U.S. doctors and others in the scientific community are calling for the release of data that convinced health regulators to authorize emergency use of Gilead Sciences Inc’s antiviral drug remdesivir to treat COVID-19, so they can direct limited supplies on the right patients. Vanda Pharmaceuticals Inc Chief Executive Mihael Polymeropoulos on May 20 published an open letter asking for a full download of the trial findings that led to emergency use authorization by the U.S. Food and Drug Administration. “What if the drug is best suited to people early in the infection cycle? If we give it to people with severe disease - out of natural compassion - we may have wasted the drug,” the CEO told Reuters. The FDA approved emergency use of remdesivir on May 1 based on preliminary results from a National Institute of Allergy and Infectious Diseases (NIAID) trial showing that the drug cut hospital stays by 31%, or about four days, compared with a placebo. No other details of the 1,063-patient trial have been released. The Institute said by email that a report on the trial will be published in a few weeks. Gilead has not said when.
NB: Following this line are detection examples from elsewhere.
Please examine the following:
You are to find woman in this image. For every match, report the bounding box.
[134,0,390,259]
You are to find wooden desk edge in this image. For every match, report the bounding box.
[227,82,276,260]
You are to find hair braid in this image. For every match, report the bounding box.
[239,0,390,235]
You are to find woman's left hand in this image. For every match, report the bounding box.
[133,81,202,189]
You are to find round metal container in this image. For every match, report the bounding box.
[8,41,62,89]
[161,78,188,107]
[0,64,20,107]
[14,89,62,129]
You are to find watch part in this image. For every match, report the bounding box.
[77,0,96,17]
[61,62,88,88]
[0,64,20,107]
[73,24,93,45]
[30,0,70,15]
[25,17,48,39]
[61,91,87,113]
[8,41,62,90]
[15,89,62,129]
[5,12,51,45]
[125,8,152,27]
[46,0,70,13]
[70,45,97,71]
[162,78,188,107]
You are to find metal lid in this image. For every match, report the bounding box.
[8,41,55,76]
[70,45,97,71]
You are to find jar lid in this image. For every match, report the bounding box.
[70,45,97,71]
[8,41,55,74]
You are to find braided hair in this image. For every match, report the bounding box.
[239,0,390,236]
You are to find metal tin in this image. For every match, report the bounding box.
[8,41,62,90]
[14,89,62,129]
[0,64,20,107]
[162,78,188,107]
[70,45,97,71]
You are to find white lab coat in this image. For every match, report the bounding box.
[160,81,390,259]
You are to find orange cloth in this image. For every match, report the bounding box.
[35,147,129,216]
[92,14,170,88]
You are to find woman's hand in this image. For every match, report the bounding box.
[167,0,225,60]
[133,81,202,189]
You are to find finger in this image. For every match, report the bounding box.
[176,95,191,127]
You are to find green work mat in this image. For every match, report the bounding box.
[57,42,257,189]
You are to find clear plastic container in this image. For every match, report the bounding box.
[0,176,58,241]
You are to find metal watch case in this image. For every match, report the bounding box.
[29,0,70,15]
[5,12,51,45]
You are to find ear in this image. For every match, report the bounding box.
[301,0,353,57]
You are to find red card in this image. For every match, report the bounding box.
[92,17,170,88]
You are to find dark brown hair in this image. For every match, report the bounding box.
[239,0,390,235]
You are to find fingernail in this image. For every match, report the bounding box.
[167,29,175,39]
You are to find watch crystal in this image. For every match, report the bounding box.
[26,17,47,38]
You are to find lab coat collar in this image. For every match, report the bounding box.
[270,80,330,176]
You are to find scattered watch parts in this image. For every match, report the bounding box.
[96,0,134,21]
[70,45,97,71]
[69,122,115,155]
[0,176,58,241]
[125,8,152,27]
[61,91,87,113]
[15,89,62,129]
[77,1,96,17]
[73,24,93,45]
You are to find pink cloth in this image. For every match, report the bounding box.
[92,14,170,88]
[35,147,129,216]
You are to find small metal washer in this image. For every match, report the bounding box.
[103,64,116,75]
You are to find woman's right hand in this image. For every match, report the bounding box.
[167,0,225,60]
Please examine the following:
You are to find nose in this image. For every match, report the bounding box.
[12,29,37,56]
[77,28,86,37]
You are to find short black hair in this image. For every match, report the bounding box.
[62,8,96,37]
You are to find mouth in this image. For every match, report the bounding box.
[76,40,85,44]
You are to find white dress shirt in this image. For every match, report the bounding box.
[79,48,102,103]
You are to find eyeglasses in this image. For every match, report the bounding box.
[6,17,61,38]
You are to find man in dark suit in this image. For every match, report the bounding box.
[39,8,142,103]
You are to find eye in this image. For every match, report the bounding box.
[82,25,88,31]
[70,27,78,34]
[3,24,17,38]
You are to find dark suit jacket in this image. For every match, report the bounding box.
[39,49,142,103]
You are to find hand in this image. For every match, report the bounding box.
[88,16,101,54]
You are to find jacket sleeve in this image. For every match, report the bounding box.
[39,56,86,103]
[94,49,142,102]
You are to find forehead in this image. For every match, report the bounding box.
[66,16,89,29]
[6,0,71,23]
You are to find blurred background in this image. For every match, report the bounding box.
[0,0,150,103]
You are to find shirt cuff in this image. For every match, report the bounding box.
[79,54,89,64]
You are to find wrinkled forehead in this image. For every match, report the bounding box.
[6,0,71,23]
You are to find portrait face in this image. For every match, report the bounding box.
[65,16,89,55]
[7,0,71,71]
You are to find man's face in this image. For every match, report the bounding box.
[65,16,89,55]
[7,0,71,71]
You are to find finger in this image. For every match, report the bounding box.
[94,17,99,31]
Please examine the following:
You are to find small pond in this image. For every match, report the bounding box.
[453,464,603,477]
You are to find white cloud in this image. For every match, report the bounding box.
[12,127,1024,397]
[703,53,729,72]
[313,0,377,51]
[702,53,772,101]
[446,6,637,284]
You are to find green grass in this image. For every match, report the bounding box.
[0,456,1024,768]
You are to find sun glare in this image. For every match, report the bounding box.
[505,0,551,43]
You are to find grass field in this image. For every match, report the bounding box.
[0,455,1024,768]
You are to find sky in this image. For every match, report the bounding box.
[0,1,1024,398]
How should I clean and store my face mask?

Cloth face masks worn during the coronavirus pandemic should be washed regularly, according to the U.S. Centers for Disease Control and Prevention. Public health experts recommend wearing a mask made from cotton fabric, such as T-shirts, or scarves and bandannas, when you are outside and unable to maintain social distancing from others. The covering should be washed daily after use, says Penni Watts, an assistant professor at the University of Alabama at Birmingham's School of Nursing. It is best to clean your mask in a washing machine or with soap and hot water. The mask should be dried completely. Dry it in a hot dryer, if possible. Watts advises storing the clean, dry mask in a new paper bag to keep it safe from germs. The CDC has urged people to use washable cloth coverings to ensure there are enough surgical and N95 masks for medical workers.